Module 3: Review Activities

Adam Shelffo

Module 3: Review Activities

Instructor guiding students

In this module, through data analysis, we will explore patterns while focusing on addressing the following:

Explain the importance of cluster and market basket analysis in the consumer buying process.
Analyze text data to understand consumer behavior.

Read “Module 3: Readings and Videos Part 3” document before completing the activities.

Review Activity #1 Practice a Cluster Analysis

Collect information on at least three characteristics. Consider how you could use this spreadsheet of data to put people into distinct groups.

Steps for Using with Excel

Here are the steps for running a basic cluster analysis with Excel. Refer to this video: How K-mean clustering groups data-: A Simple Example for extra help. *See the example file in the materials folder

Open the excel file. Randomly select k rows. In the example provided, k=2. Note that selecting rows that have widely differing data will expedite the clustering processes. Label these rows are center1 and center2.
Create a new table to the right that has each entry name as the first column, center1 and center2 as the next two columns, and cluster as the 4th. To fill in center1, calculate the linear distance between the two vectors by adding the absolute value of the difference between every variable.

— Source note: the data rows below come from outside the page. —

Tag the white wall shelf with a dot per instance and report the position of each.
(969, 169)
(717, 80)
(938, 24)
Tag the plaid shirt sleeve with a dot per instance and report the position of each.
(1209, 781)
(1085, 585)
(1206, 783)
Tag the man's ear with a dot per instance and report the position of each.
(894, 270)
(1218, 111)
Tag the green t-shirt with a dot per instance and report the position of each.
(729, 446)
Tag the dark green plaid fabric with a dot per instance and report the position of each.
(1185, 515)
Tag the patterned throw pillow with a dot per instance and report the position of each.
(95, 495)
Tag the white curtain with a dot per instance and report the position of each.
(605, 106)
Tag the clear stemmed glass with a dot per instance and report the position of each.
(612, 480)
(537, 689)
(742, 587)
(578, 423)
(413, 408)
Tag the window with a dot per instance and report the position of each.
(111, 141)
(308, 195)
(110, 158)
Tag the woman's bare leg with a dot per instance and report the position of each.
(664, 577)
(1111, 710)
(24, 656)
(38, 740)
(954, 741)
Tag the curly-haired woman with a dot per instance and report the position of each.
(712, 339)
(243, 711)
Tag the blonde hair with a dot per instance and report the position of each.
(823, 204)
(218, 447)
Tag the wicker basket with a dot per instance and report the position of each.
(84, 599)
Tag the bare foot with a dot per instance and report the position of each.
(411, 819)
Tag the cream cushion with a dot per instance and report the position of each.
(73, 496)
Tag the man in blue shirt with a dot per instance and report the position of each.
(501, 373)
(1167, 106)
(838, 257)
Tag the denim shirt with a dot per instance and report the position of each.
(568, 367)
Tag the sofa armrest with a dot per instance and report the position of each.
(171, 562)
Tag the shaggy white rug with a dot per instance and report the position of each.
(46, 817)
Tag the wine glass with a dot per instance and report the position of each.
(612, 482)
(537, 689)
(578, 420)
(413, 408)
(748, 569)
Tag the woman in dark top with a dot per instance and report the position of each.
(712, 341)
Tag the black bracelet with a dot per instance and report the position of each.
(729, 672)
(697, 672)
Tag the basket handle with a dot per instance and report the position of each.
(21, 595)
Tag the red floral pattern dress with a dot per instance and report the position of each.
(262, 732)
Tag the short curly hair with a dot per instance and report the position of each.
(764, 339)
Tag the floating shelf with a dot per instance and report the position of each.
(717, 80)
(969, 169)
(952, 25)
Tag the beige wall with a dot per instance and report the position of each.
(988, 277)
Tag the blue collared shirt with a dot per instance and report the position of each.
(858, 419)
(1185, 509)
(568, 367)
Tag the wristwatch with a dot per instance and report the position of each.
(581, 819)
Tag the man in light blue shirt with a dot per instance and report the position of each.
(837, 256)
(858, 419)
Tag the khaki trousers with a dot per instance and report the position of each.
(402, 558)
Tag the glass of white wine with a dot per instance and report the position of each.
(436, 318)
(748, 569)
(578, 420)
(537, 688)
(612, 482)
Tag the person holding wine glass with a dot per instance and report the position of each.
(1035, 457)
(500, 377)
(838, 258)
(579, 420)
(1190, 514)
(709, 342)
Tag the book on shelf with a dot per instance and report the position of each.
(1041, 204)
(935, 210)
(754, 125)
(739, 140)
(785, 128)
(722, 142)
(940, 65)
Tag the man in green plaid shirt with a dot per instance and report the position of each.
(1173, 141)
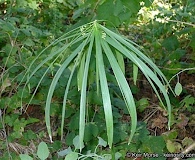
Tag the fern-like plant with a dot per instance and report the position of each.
(95, 42)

Repeat this step to fill in center 2 as well. Note that to avoid retyping formulas, simply drag the corner of the box where the formula is listed across all boxes you wish to fill with the same formula. Use $ sign to fix a certain variable when dragged. To fill in the cluster column, select whichever center has the minimum distance. For example, in the first line shown below (Madi), since 0 is less than 12, the cluster columns list 1.

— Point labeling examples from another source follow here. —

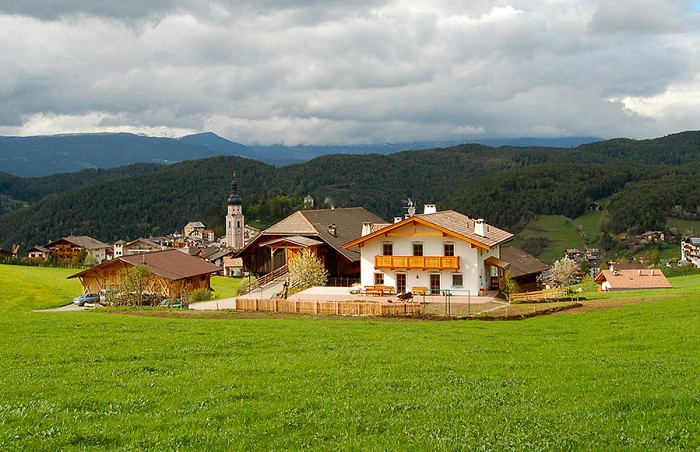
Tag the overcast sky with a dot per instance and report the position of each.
(341, 72)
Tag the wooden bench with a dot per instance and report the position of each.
(378, 291)
(539, 295)
(419, 290)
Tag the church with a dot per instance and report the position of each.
(238, 234)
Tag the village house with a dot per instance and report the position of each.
(138, 246)
(194, 230)
(434, 252)
(9, 254)
(524, 269)
(690, 250)
(632, 279)
(67, 248)
(175, 273)
(322, 231)
(38, 252)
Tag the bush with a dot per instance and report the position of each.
(199, 295)
(246, 286)
(588, 284)
(307, 270)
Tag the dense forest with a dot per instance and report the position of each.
(643, 182)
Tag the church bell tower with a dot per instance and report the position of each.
(235, 222)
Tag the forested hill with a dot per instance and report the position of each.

Cluster Example Spreadsheet in Excel

Copy and paste the table on the right below so that the information is not lost when we change it. Remember to select paste special and “values” so just the numbers are copied, not the formulas.

Cluster example excel spreadsheet with cluster pasted

The next step is to adjust our original center1 and center2 values. We do this by averaging the values from the corresponding clusters. For example, the “stats” column for center1 would be the average “stats” values of all the names that had been labeled as Cluster 1 in Step 2.

=AVERAGE (C2, C6, C7, C9, C12, C16, C17, C19)

luster example excel sheet from step 4 with averages.

This will update the distances for column 1 and 2 on the table on the right as well, although you must then adjust the Cluster labeling by reassigning which center had the minimum value, based on the updated distances.

Next, compare the current cluster assignments to the ones at the end of Step 2. If they are not identical, repeat Step 3 and Step 4 until the assignment labels no longer differ between the preceding labels and updated labels.
Once the assignment labels do not differ, go ahead and officially assign each name to a cluster. As seen in this example, the labels highlighted in yellow do not differ, so the names were officially assigned to a cluster (highlighted in green).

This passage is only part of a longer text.